In Abshire v. Redland Energy Services, LLC, five current and former employees filed a complaint against Redland Energy Services, LLC, a servicer of natural gas wells, alleging the company violated the Fair Labor Standards Act (FLSA) by failing to properly pay overtime. The employees’ claims arise from a change to their defined workweek under the FLSA and the impact on their overtime hours as a result.
The employees at issue, operators of Redland’s two drilling rigs, initially worked 12-hour shifts for seven consecutive days and then would be off for the next seven days. While these employees were subject to a Tuesday-to-Monday workweek for calculating overtime, all other Redland employees had a Sunday-to-Saturday workweek. Then, in May 2009, Redland changed the drilling rig employees’ workweek to Sunday-to-Saturday. The memo announcing the change stated: “There will be no adjustment of your work week, which will remain from Tuesday-Monday [but] you will begin to have a reduction in overtime hours as your work week will be split into 2 payroll periods.” Redland explained that the workweek change saved significant resources because it streamlined payroll and reduced overtime pay.
The impacted employees claimed the change to their workweek violated the FLSA because Redland adjusted their workweeks to decrease overtime compensation.
After a complaint was filed with the U.S. Department of Labor, that agency investigated the situation and found no violation of the FLSA. Likewise, the United States District Court for the Western District of Arkansas found no FLSA violation and granted Redland’s motion for summary judgment.
On appeal to the United States Court of Appeals for the Eighth Circuit, the employees argued that the FLSA prohibits an employer from changing an existing workweek for the purpose of reducing employee overtime, and that Redland’s claim of administrative efficiency was pretextual.
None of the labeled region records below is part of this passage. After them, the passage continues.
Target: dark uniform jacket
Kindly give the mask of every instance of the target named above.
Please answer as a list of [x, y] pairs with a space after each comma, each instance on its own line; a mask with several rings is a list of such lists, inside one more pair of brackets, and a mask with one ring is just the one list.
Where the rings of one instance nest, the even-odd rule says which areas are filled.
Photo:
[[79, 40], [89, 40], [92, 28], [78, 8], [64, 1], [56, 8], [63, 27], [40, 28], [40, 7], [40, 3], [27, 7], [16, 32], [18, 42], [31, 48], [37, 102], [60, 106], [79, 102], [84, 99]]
The Eighth Circuit affirmed, noting that although the statute does not define workweek, a Department of Labor regulation provides a meaning to the term. Under federal regulations, a workweek is defined as:
a fixed and regularly reoccurring period of 168 hours – seven consecutive 24-hour periods. It need not coincide with the calendar week but may begin on any day and at any hour of the day . . . . Once the beginning time of an employee’s workweek is established, it remains fixed regardless of the schedule of hours worked by him.
Citing numerous cases, the Eighth Circuit opined that “an employer does not violate the FLSA merely because, under a consistently designated workweek, its employees earn fewer hours of overtime than they would if the workweek was more favorably aligned with their work schedules.” The court found the FLSA requires that “the starting date remain constant and that the employees not work more than 40 hours within the 168 hour week without receiving overtime compensation. After noting that it is “aware of no contrary authority,” the court held that “the FLSA does not prescribe how an employer must initially establish its ‘workweek’ for overtime purposes.”
Going further, the Eighth Circuit then held that the FLSA does not limit an employer’s ability to change an existing workweek designation so long as the change is intended to be permanent. Federal regulations provide that: “The beginning of the workweek may be changed if the change is intended to be permanent and is not designed to evade the overtime requirements of the Act.” The court found that no employees had contested the permanence, but rather argued that Redland had changed the workweek to evade the FLSA’s overtime requirement. The court disagreed that there was any such “intent” requirement in the FLSA, reasoning that contemporary authority holds that reducing payroll expenses through a reduction in overtime is not contrary to the FLSA’s purposes. The court explained that an employer can make scheduling changes to avoid overtime and still comport with the FLSA. Thus, the Eighth Circuit concluded that “[s]o long as the change is intended to be permanent, and it is implemented in accordance with the FLSA, the employer’s reasons for adopting the change are irrelevant.”
While the Eighth Circuit’s decision is illustrative on how at least one circuit court interprets the FLSA regulations, it is important to note that the result might be different under state law. In Seymore v. Metson Marine, Inc., a California Court of Appeal evaluated a similar situation under the California Labor Code and determined that employers may designate a workweek that differs from the schedules of their employees if the reason for the modified worksheet has a bona fide business reason “which does not include the primary objective of avoiding the obligations of overtime.”
The Eighth Circuit specifically referenced the analysis from Seymore and noted that that decision was premised on California law, which is more protective than the FLSA. The Eighth Circuit was quick to point out that the FLSA analysis by the Seymore court “was wrong.” The Eighth Circuit’s not-so-subtle language presents a cautionary tale for all wage and hour practitioners: avoid conflating the federal law controlling the application and interpretation of the FLSA with the state law that controls similar state wage and hour laws.